Collective Vision Symposium

The third year photography students held a group symposium at the Herbert Art Gallery called Collective Vision, I not only wanted to go because I would possibly be doing something similar next year, but there were a few topics I wanted to watch to help me in this project.

Kellie Smart’s topic was Capturing the Aura, despite her topic not having much to do with the themes I’m exploring, I still found some of the photographers she had bought up interesting in relation to the aesthetics I’m hoping to achieve.

Smart was exploring nostalgia and one of the photographers she bought up was Sally Mann and her project ‘Southern Landscapes’. Mann is well known to experiment with alternative processes and this body of work is not exception; Mann explored the landscapes of Virginia, Mississippi and Georgia. By using a large format camera, with damaged lenses, she used the technique of wet collodion plates to create haunting landscape images that merge the past and present. These techniques create atmospheric images that really capture a ghostly past, they look aged like they are relics from the past and explore memories imbedded within a landscape.  These sort of aesthetics to me, look like a memory, something from the past that has been damaged over time, similarly to a memory I suppose, although these images are not very old (late 1990’s) the unpredictable process of wet collodion plate creates this distorted deteriorating effects.
This images contain a lot of emotion, they feel personal especially when we learn the lengthy handcrafted process Mann went to produce these, something that couldn’t be replicated on digital.


Holly Constantine – ‘Remembrance – Landscape Photography and Memory’

This was obviously an important talk to listen to as Constantine explores the link between a Landscape and memory and the role of a ‘place’ in retrieving a forgotten memory.
A reverie memory is something associated with a pleasant past experience, but these memories can become fragmented, mixed up with other memories or faded which almost creates a completely different memory all together, a fantasy memory.
Constantine describes the role of a landscape as a memory trigger, by visiting landscapes that are connected to a past experience, seeing the landscape can retrieve the memory although it may not be in its original form. A mix of memory, imagination and other events can re-create what appears to be a memory into a whole different montage-like recollection.

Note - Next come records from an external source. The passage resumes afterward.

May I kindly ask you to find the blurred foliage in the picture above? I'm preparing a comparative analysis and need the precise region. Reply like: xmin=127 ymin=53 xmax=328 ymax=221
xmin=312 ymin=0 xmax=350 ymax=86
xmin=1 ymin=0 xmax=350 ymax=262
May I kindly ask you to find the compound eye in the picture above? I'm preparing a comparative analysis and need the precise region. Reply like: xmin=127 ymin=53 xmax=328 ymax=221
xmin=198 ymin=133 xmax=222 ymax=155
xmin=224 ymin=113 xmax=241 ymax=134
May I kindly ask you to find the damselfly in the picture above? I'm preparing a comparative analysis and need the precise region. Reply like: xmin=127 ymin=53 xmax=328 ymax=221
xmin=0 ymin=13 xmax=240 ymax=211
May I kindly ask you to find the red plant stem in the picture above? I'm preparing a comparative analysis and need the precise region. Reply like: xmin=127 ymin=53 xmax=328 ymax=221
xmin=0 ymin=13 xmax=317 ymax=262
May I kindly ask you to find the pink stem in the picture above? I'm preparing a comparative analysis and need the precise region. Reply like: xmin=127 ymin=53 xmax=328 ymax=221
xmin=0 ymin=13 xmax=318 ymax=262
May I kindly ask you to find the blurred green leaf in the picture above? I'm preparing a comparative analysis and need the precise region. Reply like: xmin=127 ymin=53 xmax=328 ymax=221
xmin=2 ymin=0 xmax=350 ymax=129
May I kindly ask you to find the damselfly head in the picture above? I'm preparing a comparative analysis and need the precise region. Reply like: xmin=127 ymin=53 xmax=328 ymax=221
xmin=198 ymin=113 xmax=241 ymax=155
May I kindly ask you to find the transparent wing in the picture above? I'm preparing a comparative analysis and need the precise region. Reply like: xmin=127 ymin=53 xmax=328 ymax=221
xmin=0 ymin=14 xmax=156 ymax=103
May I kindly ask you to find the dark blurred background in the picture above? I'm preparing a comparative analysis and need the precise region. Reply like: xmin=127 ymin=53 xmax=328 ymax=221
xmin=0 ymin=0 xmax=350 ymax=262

On my first shoot with Catherine, this wasn’t entirely the case. On the way up to the location she could recall many memories and events that happened there from her childhood, her memories seemed to be quite clear and well formed, but when we reached the area that she used to sit in as a child, it was obvious that stronger memories were starting to connect with the sight in front of her. She managed to recall the differences between the past landscape and the present, like the sounds, the surrounding areas, trees that used to be there, it wasn’t so much that a particular memory had been uncovered but the memory of the general experience had become a lot stronger. This may be because she sees this landscape, from a distance, regularly as its behind her parents house, It was once we had gotten through the overgrowth to the tree that she started to form strong recollections, somewhere she hasn’t seen in at least 10 years.
This makes me question whether the regular sight of the landscape dulls our pathway to older memories of the place, newer memories placing the old ones, perhaps its the sight of the actual landscape that brings our fragmented memory crashing down, which triggers the stronger memories to the childhood?

Constantine explained that she believes a memory couldn’t be recollected in its full form, she described it like a jigsaw where parts start to come together as you’re experiencing the landscape.

This Symposium has given me a lot of ideas of how a memory is recollected, especially in regards to a landscape and its role as a ‘memory trigger’
The processes I have put my film through to cause manipulation in my work is to resemble the fragmentation of a memory, when I think about my memories I cannot see a defined edge I see cloudy edges if anything at all. Constantine’s theory of not being able to recollect the full memory all at once and it being mixed up and fragmented with other memories are all things I certainly agree with from experience, especially childhood memories.